La parole à … Julie
S’il y a bien un sujet qui revient fréquemment concernant les hôpitaux, c’est celui de la nourriture et plus généralement des repas proposés. Julie nous explique son métier de diététicienne.
Votre parcours ?
Diététicienne au Centre hospitalier de Rouffach depuis 2007, j’ai été embauchée à la fin de mes études.
Votre rôle au sein de l’établissement ?
Le diététicien est le professionnel paramédical formé à l’application pratique de la nutrition. Il est chargé de traduire en pratique les recommandations nutritionnelles du PNNS (Programme national nutrition santé) pour les patients/résidents du centre hospitalier dans le cadre de la prévention primaire.

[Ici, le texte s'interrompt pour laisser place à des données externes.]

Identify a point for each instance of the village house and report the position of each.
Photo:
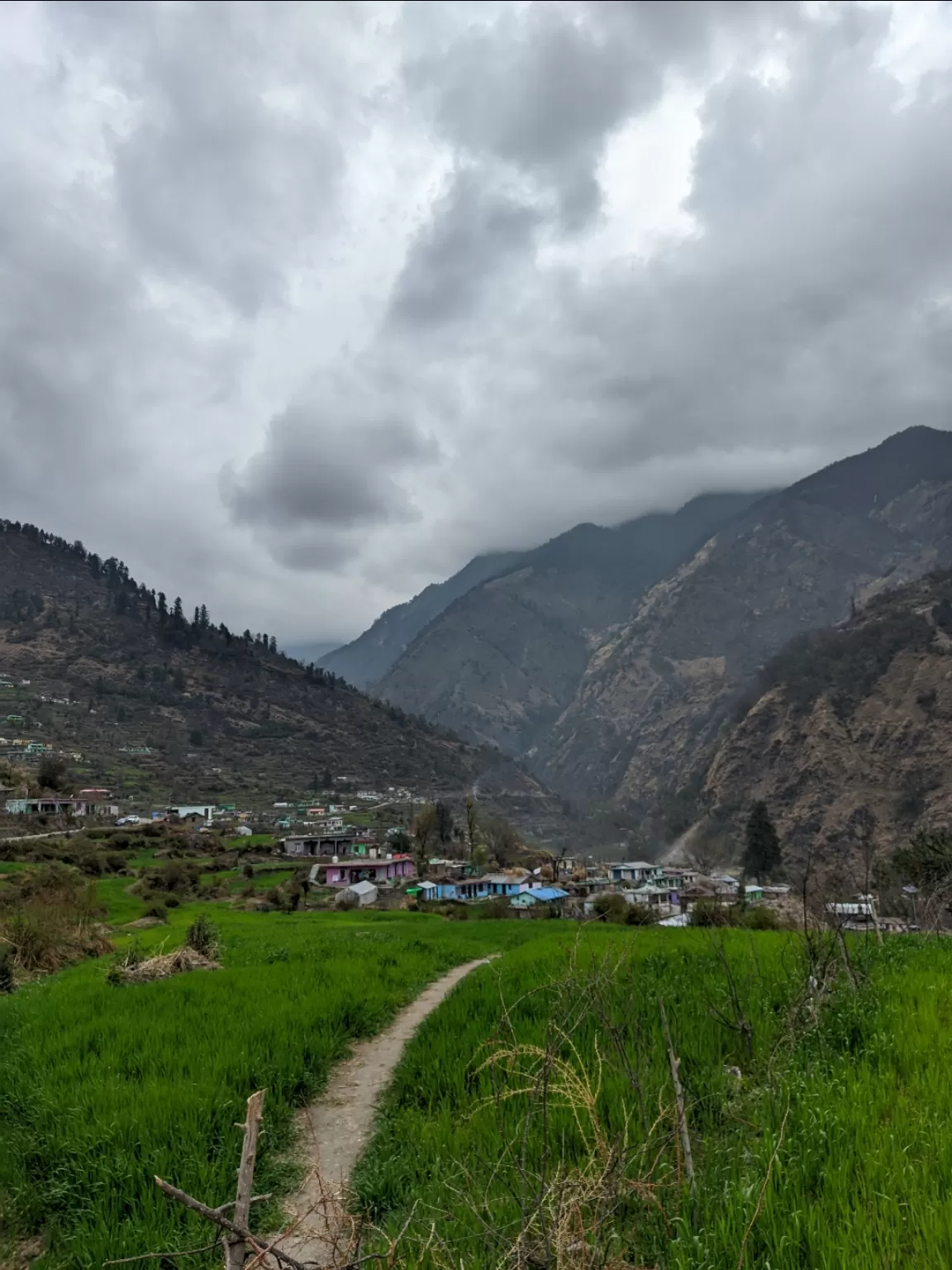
(437, 888)
(192, 812)
(451, 867)
(544, 895)
(56, 805)
(343, 873)
(707, 890)
(655, 895)
(678, 876)
(343, 843)
(635, 871)
(495, 884)
(364, 892)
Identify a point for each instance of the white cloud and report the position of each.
(431, 279)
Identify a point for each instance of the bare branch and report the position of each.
(161, 1256)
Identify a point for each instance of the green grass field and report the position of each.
(102, 1087)
(831, 1151)
(862, 1179)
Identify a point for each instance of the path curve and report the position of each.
(334, 1130)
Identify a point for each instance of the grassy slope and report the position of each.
(864, 1174)
(102, 1087)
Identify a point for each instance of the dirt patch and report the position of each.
(336, 1130)
(21, 1253)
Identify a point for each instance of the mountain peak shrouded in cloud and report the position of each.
(305, 306)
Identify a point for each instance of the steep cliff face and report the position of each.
(656, 695)
(852, 732)
(502, 663)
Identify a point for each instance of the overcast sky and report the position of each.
(301, 306)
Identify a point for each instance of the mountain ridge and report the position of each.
(845, 736)
(502, 662)
(154, 700)
(658, 694)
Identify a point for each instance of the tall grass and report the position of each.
(102, 1086)
(831, 1149)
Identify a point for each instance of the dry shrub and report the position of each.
(163, 967)
(50, 919)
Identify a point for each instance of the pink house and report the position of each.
(347, 871)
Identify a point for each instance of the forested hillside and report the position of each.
(160, 700)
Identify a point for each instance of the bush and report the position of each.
(612, 909)
(7, 981)
(202, 936)
(641, 914)
(708, 912)
(759, 919)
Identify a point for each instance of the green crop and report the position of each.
(103, 1086)
(831, 1149)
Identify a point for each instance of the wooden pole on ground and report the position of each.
(212, 1215)
(235, 1246)
(679, 1099)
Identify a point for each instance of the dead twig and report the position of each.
(763, 1191)
(161, 1256)
(235, 1253)
(211, 1215)
(678, 1097)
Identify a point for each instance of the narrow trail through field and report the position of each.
(334, 1130)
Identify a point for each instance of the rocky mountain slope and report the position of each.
(502, 662)
(850, 738)
(656, 695)
(158, 701)
(369, 658)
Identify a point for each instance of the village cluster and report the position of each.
(352, 860)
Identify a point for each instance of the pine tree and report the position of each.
(762, 850)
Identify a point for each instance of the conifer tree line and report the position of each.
(137, 601)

Il prend part au soin nutritionnel en établissant et en mettant en oeuvre la démarche de soin diététique pour les patients/résidents présentant un problème nutritionnel. Il participe à l’amélioration de la qualité des prestations offertes aux patients/résidents en collaborant avec les services de soins/d’hébergement et les directions fonctionnelles. Le service diététique est membre du CLAN (Comité de liaison en alimentation et nutrition) et chargé de mettre en oeuvre les recommandations de celui-ci avec les professionnels concernés.
Votre objet familier lié à votre activité, et pourquoi celui-là ?

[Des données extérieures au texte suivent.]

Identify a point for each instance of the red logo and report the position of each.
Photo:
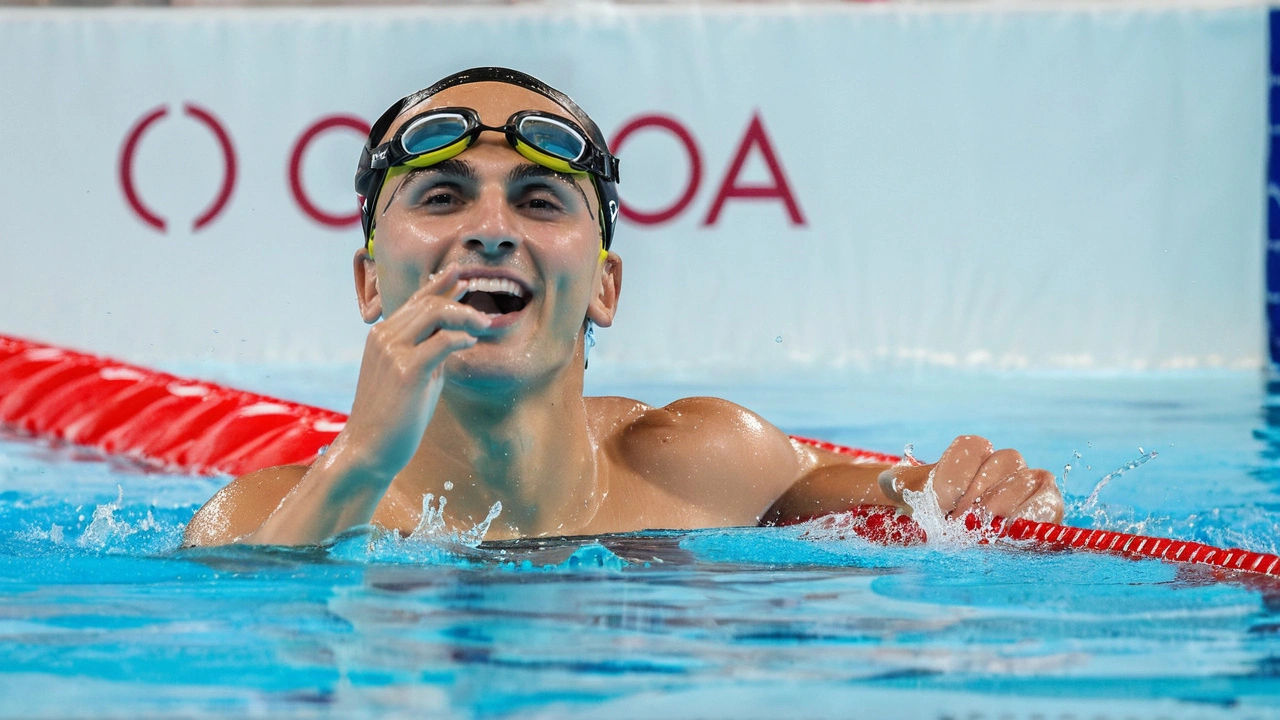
(300, 147)
(129, 150)
(731, 187)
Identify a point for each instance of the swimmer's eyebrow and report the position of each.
(530, 171)
(451, 167)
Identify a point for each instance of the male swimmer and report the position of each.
(489, 212)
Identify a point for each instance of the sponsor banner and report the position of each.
(805, 188)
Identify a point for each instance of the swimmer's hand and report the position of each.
(972, 477)
(401, 376)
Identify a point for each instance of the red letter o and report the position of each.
(300, 147)
(695, 167)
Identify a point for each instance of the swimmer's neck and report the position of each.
(531, 450)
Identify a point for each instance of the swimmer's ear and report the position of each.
(604, 304)
(366, 287)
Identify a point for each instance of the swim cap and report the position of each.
(369, 180)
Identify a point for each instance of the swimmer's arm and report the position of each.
(732, 465)
(287, 506)
(832, 483)
(242, 506)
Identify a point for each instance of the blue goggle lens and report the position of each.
(552, 137)
(434, 132)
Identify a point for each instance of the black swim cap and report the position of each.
(369, 180)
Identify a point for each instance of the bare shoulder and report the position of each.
(708, 450)
(242, 506)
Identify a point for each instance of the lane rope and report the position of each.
(179, 424)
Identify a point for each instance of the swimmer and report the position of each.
(489, 210)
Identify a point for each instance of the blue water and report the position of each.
(101, 615)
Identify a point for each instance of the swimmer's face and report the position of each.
(497, 217)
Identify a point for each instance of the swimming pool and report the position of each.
(103, 616)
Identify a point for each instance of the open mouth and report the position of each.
(496, 296)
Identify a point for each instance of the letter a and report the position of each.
(777, 190)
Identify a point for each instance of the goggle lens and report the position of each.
(434, 132)
(552, 137)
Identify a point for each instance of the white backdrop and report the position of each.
(1079, 186)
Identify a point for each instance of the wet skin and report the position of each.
(487, 270)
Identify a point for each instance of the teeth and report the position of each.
(494, 285)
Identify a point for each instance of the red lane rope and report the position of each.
(190, 425)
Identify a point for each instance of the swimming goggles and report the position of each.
(442, 133)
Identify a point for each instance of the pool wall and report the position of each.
(805, 188)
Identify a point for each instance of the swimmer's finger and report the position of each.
(433, 351)
(448, 317)
(996, 468)
(1045, 505)
(1005, 497)
(958, 468)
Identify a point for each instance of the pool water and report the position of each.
(101, 615)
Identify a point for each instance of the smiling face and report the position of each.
(526, 237)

Les emballages de produits alimentaires sont des objets que j’utilise couramment pour travailler avec patients/résidents sur la lecture d’étiquette, afin de leur permettre d’améliorer leurs choix alimentaires.
Est-ce qu’il existait un métier équivalent au votre il y a 100 ans ? Si oui, lequel ?
Hippocrate serait un des précurseurs de la diététique. Depuis longtemps , les hommes ont fait un lien entre santé et alimentation mais c’est récemment que l’application pratique de cette idée est passée aux mains d’une profession paramédicale.
La profession de diététicien est une profession encore jeune, plus développée en pays anglo-saxons qu’en pays latins. Elle a commencé au Canada vers 1902-1907 et s’est réellement mise en place en France en 1949. En 1935 Lucie Randoin, chercheur biologiste, élabore les lois de la diététique et en 1945 elle crée des « spécialistes en alimentation rationnelle ».
En 1948 , le Professeur Jean Trémolières fonde à l’hôpital Bichât, dans le cadre de l’Institut National d’Hygiène (futur INSERM), une cuisine diététique expérimentale.
Le premier service de diététique a été crée à l’Hôtel Dieu de Marseille en 1952.
Historiquement hospitalière et féminine, la profession de diététicien se diversifie. La pratique en cabinet libéral se développe, le diététicien est alors le plus souvent complémentaire du médecin de ville qu’il soit généraliste ou nutritionniste. Sa présence au sein des collectivités territoriales tend à prendre une place prépondérante en réponse aux différents programmes de prévention de santé publique. Elle s’ouvre peu à peu aux hommes et de nouveaux métiers émergent dans l’industrie agro-alimentaire, ou dans les agences de communication par exemple.
Comment envisages-tu ton métier dans 100 ans ?
Je ne sais pas comment envisager mon métier dans 100 ans, en tous cas j’espère qu’il continuera à se développer.